The enrollment for the study was carried out between December 2007 and January 2012, and subsequently, the follow-up examinations took place between December 2013 and January 2017. We have now completed the 5-year follow-up examinations and data management and are ready to carry out blinded data interpretation of the 5-year data. The 10-year follow-up examinations are ongoing.

Discussion

Arthroscopic partial meniscectomy (APM) to treat persistent knee pain in middle-aged and older patients is one of the most common orthopedic surgical procedures in use, despite mounting evidence of no or only marginal benefits on patient-relevant outcomes. A degenerative meniscal tear has been reported to be an independent risk factor for progression of cartilage damage and the subsequent development of knee OA. However, the respective roles and individual contributions of meniscal tear and APM in the progression of OA remain unclear.
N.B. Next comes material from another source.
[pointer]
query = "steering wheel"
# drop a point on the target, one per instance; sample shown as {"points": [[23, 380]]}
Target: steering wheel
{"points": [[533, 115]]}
Current evidence, primarily based on observational data and unblinded randomized controlled trials, suggest that APM increases the risk of development of knee OA, but the studies are hampered by confounding by indication or high rates of crossover and loss to follow up.

Our multicenter, randomized, placebo-surgery-controlled FIDELITY trial that involves patients with an arthroscopically verified degenerative medial meniscus tear provides an exceptionally rigorous design to address the aforementioned questions, namely whether arthroscopic partial meniscectomy is associated with an increased risk of progression of radiographic knee OA and whether APM has any beneficial effect on knee pain or function or other symptoms.